La vie était celles de milliers d'autres, celle qui commence le matin, tôt dans les affres du froid et de la brume en certaines saisons, en prenant un petit-déjeuner désenchanté par les mauvaises nouvelles remuées par la radio. Alors il prenait son téléphone et son sac, pour sauter dans les transports en commun, tous les jours, incertains dans leurs déambulations, leurs correspondances et leurs messages laconiques sur un nième incident de parcours. Las de tout cela, il attaquait un travail sans rêve, juste alimentaire avec le temps qui passe, quelques sourires préfabriqués pour les clients, au suivant, au suivant. Rien ne donnait un peu de goût à ces moments-là, juste de savoir qu'il toucherait un maigre salaire, défini par une grille négociée dans un autre temps par des personnes satisfaites de l'exploitation des autres. Rien ne le faisait avancer, ni même réfléchir car toutes actions finies toujours par ressembler à la précédent même si le client est à chaque fois unique. Il travaillait avec juste cette pause pour avaler un ticket restaurant, le papier ayant le même goût que le pain de la boulangerie du coin, sans saveur et avec autant d'additifs indéterminés mais tolérés par l'administration de contrôle de tout et surtout des petits rien. Le soir venait, il repartait chez lui, en chemin inverse, par les transports toujours aléatoires pour rejoindre ce petit appartement à crédit. Mais il cachait sa vie réelle ailleurs.

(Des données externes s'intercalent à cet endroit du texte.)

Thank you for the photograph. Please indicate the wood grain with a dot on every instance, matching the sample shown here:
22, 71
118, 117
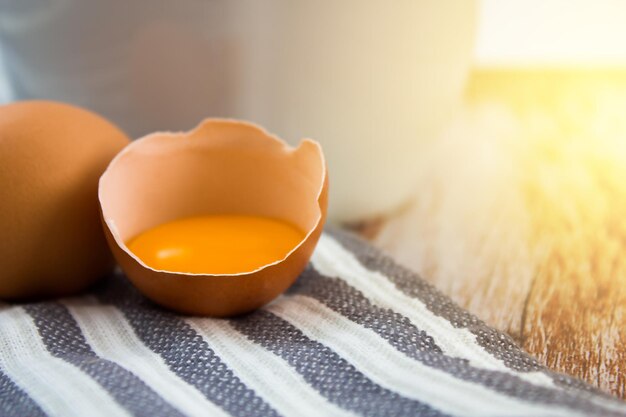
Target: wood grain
520, 216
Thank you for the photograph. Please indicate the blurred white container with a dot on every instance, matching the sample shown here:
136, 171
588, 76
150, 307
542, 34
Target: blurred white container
372, 80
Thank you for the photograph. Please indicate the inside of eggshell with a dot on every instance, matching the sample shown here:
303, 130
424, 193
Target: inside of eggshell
219, 168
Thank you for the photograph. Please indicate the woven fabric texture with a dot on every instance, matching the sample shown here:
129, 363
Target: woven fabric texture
356, 335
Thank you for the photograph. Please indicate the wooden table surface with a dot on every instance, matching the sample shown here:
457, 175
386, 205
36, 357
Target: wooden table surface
520, 215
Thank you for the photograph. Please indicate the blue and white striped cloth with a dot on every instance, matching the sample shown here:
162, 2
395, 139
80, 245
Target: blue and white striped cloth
356, 335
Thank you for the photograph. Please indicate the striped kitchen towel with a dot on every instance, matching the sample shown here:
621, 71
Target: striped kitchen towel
356, 335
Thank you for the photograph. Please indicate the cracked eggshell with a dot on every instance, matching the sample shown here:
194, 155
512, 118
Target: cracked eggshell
221, 166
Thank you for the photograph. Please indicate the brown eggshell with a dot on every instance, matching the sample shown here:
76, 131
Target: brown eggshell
220, 167
51, 157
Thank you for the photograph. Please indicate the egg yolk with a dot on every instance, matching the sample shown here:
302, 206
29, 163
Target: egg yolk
216, 244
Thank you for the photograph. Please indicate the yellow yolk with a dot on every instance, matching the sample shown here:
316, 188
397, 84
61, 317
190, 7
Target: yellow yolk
216, 244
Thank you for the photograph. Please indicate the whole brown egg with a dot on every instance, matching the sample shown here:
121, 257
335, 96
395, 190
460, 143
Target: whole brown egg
51, 157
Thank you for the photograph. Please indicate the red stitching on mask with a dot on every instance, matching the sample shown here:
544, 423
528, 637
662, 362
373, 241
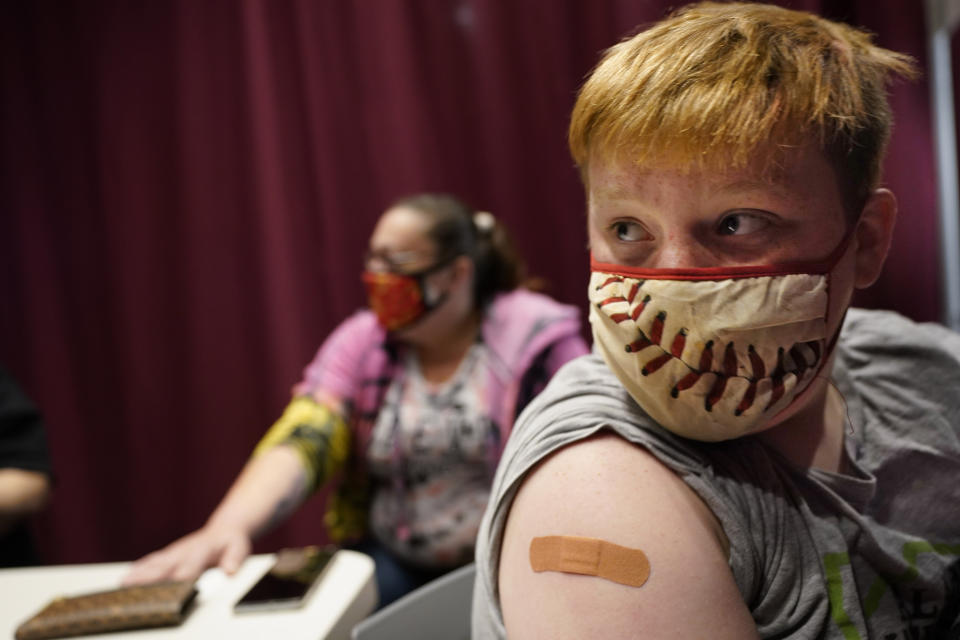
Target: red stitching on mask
729, 365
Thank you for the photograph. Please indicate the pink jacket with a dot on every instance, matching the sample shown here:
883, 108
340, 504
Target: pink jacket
527, 332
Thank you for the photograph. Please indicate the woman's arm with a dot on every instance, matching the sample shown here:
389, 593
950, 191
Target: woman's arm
22, 493
302, 451
268, 489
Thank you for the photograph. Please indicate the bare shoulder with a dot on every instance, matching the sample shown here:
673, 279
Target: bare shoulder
610, 489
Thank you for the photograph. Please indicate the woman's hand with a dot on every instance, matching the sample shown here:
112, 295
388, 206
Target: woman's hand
268, 489
188, 557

Dans son sac, il y avait des livres, différents espaces pour ouvrir aux rêves. Lire et partir ailleurs, plus loin, avec cette liberté des dimensions et du temps, avec le gris effacé de son quotidien et les couleurs soudaines, instantanés, dès qu'il rentrait dans le paragraphe, dès qu'il plongeait entre les mots, dans cet océan de lettres. Aucun acte commercial entre lui et cet auteur mort depuis longtemps, mais offrant des phrases et bien plus, des chemins de libertés. Il lisait et certains jours, souvent chez lui, sur un coin de table, sur un carnet, avec un stylo à encre, il écrivait. Un autre accès à son corps, une autre façon de bouger dans le monde environnant, pour chasser le vide d'une semaine sans neurones activées, il se libérait, il partageait des idées, les siennes, savait aussi parfois se contredire, s'insurger contre ceci ou cela, pour revenir sur une vérité en ouvrant la voie à d'autres circonvolutions de narration, de folles envolées lyriques emplies de douceur. Lire, entouré de piles de livres, incertaines dans leur équilibre qui apportait sur le sol, parfois un nouveau choix de lecture, un pur hasard, il ne classait rien, pour garder cette sérendipité naturelle mais aussi pour ne pas rester dans un seul coin de l'univers des mots. Les livres provenaient de cadeaux, de dépôts des voisins sur son paillasson, de livres abandonnés sur un banc, de boîtes à livres ou de de foires, et quelques uns achetés chez Emmaüs. Non connecté à internet, refusant la dictature pernicieuse de ces boutiques offrant le monde entier en accès libre, tout en résumant l'offre à leurs choix incongrus, il ne pouvait plus aller dans les dernières librairies, elles étaient toutes mortes, faute de clients. Ils avaient acheter des téléphones, et au passage un formatage de lecture réduit à quelques mots sur des plus d'informations futiles ou inutiles, mais ne forçant pas à l'effort de lecture. Au passage, ils avaient perdu leurs libertés individuelles, sans le savoir, sans chercher à comprendre. Mais ils se croyaient plus libres.
Lui souriait discrètement, au milieu des livres, des tas de livres, avec cette créature, réelle ou imaginaire, qui venait lire près de lui, perchée sur des talons hauts. Libre de toutes pensées, il pouvait s'évader, avec les mots et parfois avec elle.